11 March 2012

The Women In My Life

Genealogy is full of interesting folks, and we commonly run into the male epidemic. There is just more information on men, plain and simple. Community histories, biographies, directories, census records... they just focused on men more. That was the culture of generations past.

However, it is women's history month. Here's a sampling of some of the more interesting ladies I have discovered over the years.

Sarah Evans, date unknown.
Sarah (Evans) Lawrence (1816-1892). Born in New York, she was supposedly adopted at the age of 3 by the Kaiser family, who continued to use her birth surname of Evans. The story goes like this... Sarah's Dad was shot by an angry neighbor when he purchased the farm that had been foreclosed on. Upon his death, the children were split up. No mention of Sarah's mom. She went on to marry her adopted father's apprentice, John H. Lawrence, and together they had ten children. Eventually, the couple separated and Sarah raised the little one's with the financial help of her older children in Ohio. Two of them went on to own and edit The Ohio Farmer, along with other publications. According to the family oral history, she at various times taught school and worked for a newspaper in Silver Creek, Nebraska, editing, writing obituaries, and other tasks. Her last few years were spent living in one of her son's households in Brighton, Colorado. One of her letters from this time period still exists, and she sounds quite lonely.
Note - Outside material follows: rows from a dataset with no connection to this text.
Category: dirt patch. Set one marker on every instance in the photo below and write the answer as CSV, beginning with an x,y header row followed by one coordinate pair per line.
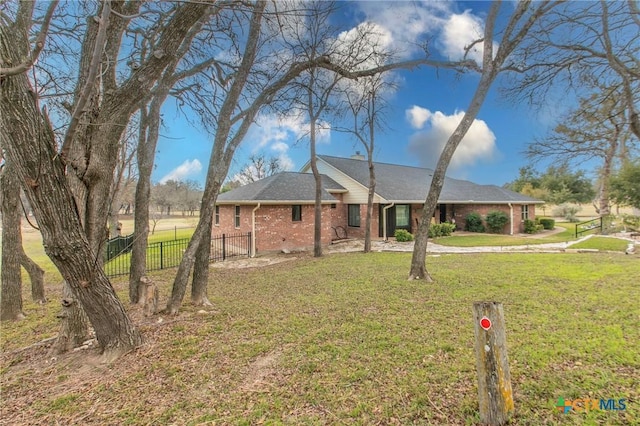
x,y
259,371
255,262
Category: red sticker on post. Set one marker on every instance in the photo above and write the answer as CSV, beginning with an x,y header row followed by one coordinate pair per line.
x,y
485,323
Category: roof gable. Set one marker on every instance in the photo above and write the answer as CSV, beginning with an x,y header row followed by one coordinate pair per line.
x,y
407,184
284,187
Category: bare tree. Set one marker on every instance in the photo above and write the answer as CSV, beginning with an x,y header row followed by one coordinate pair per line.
x,y
523,18
595,130
11,301
73,216
241,88
259,167
581,45
123,177
366,104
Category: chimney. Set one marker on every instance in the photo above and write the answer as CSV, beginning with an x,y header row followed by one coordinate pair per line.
x,y
357,156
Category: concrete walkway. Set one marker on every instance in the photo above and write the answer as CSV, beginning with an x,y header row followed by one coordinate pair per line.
x,y
433,248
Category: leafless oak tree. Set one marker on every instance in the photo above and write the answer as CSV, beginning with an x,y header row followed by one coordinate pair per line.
x,y
518,26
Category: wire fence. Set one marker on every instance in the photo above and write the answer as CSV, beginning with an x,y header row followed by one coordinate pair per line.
x,y
168,254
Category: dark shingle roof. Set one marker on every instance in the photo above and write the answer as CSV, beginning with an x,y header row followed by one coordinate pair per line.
x,y
397,183
282,187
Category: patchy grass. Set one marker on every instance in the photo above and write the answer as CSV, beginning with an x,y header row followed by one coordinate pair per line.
x,y
346,339
603,244
493,240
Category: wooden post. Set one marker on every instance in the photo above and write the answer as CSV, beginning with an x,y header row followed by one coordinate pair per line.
x,y
494,382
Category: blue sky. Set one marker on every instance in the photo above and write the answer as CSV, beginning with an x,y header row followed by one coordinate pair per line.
x,y
422,112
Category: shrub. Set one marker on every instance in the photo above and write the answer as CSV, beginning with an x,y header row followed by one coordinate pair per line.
x,y
568,211
441,229
547,223
496,221
531,227
631,222
473,223
402,235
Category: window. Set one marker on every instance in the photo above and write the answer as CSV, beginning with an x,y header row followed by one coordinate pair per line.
x,y
403,216
353,218
296,213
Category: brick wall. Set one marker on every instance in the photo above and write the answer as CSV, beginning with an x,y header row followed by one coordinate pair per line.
x,y
358,232
275,228
461,211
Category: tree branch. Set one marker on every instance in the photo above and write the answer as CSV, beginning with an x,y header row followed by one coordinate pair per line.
x,y
39,45
93,72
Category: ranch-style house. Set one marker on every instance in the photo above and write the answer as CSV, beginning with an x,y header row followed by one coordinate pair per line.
x,y
279,210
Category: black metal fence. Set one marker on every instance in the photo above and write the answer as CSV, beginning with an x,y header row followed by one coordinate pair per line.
x,y
168,254
119,245
230,245
593,225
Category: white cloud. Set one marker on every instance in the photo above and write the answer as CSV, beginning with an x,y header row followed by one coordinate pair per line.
x,y
458,32
477,145
406,22
183,171
417,116
410,22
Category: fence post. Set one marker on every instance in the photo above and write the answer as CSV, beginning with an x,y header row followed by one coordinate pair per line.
x,y
494,381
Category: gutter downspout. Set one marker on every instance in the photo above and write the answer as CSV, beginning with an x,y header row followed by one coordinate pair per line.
x,y
384,220
511,215
253,230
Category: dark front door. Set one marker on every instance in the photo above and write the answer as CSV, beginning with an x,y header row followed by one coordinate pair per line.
x,y
443,213
398,217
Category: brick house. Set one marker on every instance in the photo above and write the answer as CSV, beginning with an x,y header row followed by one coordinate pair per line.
x,y
279,210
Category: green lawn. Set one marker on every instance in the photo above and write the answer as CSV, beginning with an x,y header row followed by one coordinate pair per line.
x,y
603,244
346,339
480,240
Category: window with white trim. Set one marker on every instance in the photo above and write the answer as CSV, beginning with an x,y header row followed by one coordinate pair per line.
x,y
296,213
353,215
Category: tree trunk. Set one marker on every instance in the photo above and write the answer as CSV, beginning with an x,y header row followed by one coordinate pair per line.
x,y
372,177
36,275
31,149
11,300
317,220
201,269
605,205
74,327
145,158
418,261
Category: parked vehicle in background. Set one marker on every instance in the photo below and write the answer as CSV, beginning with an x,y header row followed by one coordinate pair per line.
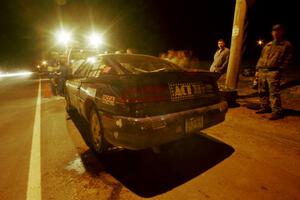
x,y
139,101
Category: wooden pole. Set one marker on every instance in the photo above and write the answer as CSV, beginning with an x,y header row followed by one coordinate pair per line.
x,y
236,44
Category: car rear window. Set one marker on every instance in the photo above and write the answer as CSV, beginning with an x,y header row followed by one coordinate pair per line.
x,y
143,64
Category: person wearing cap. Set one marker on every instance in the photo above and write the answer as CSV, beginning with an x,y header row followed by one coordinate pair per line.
x,y
275,56
221,58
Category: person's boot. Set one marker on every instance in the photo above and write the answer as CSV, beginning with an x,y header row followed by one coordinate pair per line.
x,y
276,116
264,110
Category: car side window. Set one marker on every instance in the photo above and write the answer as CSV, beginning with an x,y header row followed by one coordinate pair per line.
x,y
94,70
82,70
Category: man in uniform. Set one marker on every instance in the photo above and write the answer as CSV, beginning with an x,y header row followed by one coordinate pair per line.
x,y
275,56
221,58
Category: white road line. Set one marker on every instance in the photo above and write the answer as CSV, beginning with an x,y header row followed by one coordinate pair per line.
x,y
34,177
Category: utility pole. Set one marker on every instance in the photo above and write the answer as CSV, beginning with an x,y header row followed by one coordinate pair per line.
x,y
236,44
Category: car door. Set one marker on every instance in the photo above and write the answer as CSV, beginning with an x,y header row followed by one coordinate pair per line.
x,y
75,84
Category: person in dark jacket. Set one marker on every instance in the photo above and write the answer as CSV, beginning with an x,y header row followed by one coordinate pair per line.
x,y
275,57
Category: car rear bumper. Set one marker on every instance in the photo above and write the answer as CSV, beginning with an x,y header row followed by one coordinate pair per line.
x,y
140,133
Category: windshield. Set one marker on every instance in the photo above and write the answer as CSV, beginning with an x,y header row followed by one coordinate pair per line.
x,y
143,64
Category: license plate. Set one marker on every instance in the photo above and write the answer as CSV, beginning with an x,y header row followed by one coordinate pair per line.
x,y
194,123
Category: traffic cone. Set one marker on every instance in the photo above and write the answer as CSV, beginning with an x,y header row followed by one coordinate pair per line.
x,y
47,91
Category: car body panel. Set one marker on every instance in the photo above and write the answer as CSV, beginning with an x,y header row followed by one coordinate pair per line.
x,y
145,107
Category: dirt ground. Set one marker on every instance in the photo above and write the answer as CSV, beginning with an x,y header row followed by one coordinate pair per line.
x,y
265,163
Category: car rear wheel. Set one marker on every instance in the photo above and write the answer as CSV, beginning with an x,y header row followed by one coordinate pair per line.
x,y
69,107
97,140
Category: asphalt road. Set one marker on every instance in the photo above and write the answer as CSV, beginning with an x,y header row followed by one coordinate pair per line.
x,y
43,156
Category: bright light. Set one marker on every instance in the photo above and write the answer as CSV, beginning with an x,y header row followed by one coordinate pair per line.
x,y
64,37
95,40
260,42
91,59
23,73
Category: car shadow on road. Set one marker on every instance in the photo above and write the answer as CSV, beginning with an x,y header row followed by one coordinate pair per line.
x,y
148,174
286,112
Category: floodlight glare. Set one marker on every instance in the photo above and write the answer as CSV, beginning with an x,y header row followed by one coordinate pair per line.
x,y
63,37
91,59
95,40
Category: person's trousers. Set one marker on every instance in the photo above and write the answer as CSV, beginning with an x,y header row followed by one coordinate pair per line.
x,y
269,90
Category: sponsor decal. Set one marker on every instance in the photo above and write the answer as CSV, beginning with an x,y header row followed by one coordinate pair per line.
x,y
109,100
181,91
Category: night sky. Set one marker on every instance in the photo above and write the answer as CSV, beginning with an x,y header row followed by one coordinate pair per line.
x,y
151,26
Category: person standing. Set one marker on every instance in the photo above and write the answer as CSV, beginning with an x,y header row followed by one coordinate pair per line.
x,y
275,56
63,76
221,58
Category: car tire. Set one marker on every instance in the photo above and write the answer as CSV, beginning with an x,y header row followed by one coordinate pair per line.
x,y
69,107
96,136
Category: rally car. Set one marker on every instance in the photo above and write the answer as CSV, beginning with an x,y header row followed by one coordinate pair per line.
x,y
140,101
After a busy and eventful life surrounded by family, she spent her last days staring out of an upstairs window watching the world go by on the street below. She is buried in Brighton, Adams County, Colorado.
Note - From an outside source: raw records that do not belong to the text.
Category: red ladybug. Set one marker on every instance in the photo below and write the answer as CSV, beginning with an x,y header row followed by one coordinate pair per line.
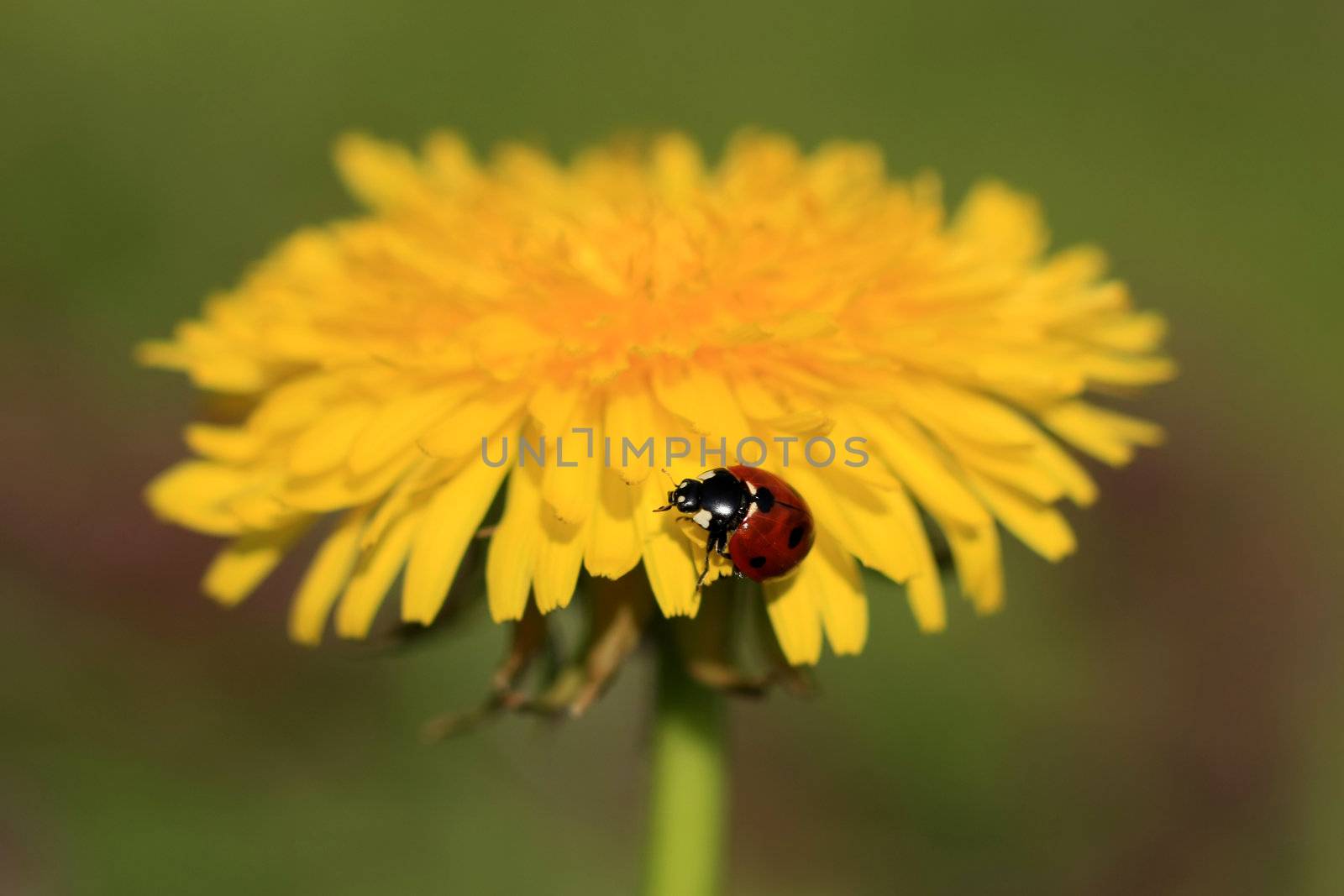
x,y
753,517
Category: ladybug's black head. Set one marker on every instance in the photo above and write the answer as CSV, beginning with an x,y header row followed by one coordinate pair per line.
x,y
687,496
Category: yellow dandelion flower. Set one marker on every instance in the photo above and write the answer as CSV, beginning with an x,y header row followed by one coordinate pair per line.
x,y
638,296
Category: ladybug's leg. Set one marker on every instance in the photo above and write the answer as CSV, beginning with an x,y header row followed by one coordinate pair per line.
x,y
717,542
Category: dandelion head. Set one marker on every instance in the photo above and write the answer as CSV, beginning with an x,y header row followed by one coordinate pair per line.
x,y
917,375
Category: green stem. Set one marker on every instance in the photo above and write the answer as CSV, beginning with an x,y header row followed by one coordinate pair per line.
x,y
687,799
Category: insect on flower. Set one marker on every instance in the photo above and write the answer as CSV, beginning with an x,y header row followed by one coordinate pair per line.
x,y
753,517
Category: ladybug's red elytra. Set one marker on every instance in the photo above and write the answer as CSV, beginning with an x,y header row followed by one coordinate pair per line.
x,y
753,517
Bridget (Conlon/Conlin) McGowan (1843 - ).  Born in January in Ireland, I can only imagine the cold she felt as a newborn. Although I do not know much about Bridget's early childhood, by 1850 the family had come across and could be found in Canton, Hartford County, Connecticut. By the time she died, she had lived in Michigan, Pennsylvania and Alabama, as well as Connecticut and Ireland. She married James McGowan in 1860 in Pittsburgh, and ultimately had nine children. He was also an Irish immigrant. The family seemed to follow the steel industry south. Her parents may have been George Conlin and Mary Unknown. Her brother, James, led an interesting life as a soldier, being stationed in various places around the west, eventually dying in Washington State. Since Bridget is my maternal 3rd great grandmother, the history of her brother is interesting. My father's line has history in Washington, and that is where I was raised. I certainly never imagined I would find anyone in my maternal line in the Pacific Northwest.
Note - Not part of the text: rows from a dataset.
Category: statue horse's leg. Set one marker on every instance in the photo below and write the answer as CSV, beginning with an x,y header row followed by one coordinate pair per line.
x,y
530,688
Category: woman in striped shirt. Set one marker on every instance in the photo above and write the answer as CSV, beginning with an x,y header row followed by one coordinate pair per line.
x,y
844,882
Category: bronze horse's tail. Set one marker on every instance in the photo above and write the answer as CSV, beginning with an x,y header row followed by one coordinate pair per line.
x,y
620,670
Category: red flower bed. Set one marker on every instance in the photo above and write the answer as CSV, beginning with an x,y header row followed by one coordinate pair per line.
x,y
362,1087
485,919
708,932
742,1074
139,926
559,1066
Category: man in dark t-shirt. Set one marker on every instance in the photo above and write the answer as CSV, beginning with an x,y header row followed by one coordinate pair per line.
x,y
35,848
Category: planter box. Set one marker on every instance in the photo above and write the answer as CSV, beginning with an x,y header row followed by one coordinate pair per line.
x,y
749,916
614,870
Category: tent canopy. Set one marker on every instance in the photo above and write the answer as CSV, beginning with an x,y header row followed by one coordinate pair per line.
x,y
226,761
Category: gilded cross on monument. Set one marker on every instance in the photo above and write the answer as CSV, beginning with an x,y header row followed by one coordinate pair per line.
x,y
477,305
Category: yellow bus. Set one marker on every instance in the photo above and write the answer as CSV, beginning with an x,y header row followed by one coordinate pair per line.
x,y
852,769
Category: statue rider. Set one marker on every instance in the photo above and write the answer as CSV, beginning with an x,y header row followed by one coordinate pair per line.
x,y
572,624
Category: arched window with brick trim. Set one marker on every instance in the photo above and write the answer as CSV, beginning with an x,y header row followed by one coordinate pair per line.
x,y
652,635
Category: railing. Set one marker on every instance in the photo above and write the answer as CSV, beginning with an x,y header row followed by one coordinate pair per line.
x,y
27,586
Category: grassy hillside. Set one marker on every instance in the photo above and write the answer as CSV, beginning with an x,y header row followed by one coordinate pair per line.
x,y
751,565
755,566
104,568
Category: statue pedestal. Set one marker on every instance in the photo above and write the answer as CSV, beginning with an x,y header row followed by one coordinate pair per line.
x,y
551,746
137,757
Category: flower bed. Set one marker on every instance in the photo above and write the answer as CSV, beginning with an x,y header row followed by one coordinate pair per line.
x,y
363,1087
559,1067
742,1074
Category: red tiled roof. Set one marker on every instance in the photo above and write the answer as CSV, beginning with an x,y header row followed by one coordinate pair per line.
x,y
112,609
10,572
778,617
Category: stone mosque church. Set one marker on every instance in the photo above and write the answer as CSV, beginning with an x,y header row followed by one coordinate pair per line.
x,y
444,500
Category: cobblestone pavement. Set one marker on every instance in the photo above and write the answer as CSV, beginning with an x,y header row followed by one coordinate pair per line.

Ludwig & Emma Hiller, date unknown.

Emma (Kitzmann) Tober Hiller (1891- 1959)  Known my entire life as Grandma Hiller, Emma was my paternal great grandmother. Born in Volhynia, Russia, her family first arrived through New York in 1909, and settled in Alberta, Canada. Carrying their Moravian faith with them, they were surrounded by others from their homeland, I can only pretend to understand the immigration experience from the perspective of an 18 year old. In 1911, she married Paul Tober, and they lived in Canada for about five years, having one son there, Leo. In November of 1916, they boarded a Canadian Pacific Rail car and came into the U.S. via Sweetwater, Montana. They lived in Salt Lake City, Utah for just a couple of years, and had daughter Elsie. The 1920 US Census finds them in Tacoma, Washington, and Emma remained in the area for the rest of her life. In 1929, Emma and Paul divorced, and I know that my grandmother, Elsie, always had a very negative impression of her father, never forgiving him for leaving her mother. Emma worked as a cafeteria server, hotel housekeeper, and other jobs to keep the family together. Even with all that effort, there was a short time when Elsie and her brother Leo were separated from their mother, but eventually as Elsie got older, she was allowed to live with her brother as she finished high school. The oral history of Emma tells me she was a fierce, strong woman who fought for everything - and fought hard. In 1937 she married Ludwig Hiller. She passed away in Pierce County, Washington, and is buried in Tacoma.


  1. You're so right, Jen--the women in a family history are often overlooked, even though their stories are fascinating. Women are also more likely to preserve letters, journals, photos, and other mementoes, so it's often much more rewarding to research their stories.

    Good luck with your research and writing.


  2. Thank you, Andy! I'm lucky enough to have a few of those things in my family archives, and am currently transcribing diary written in 1895. I'll post a lot of that too!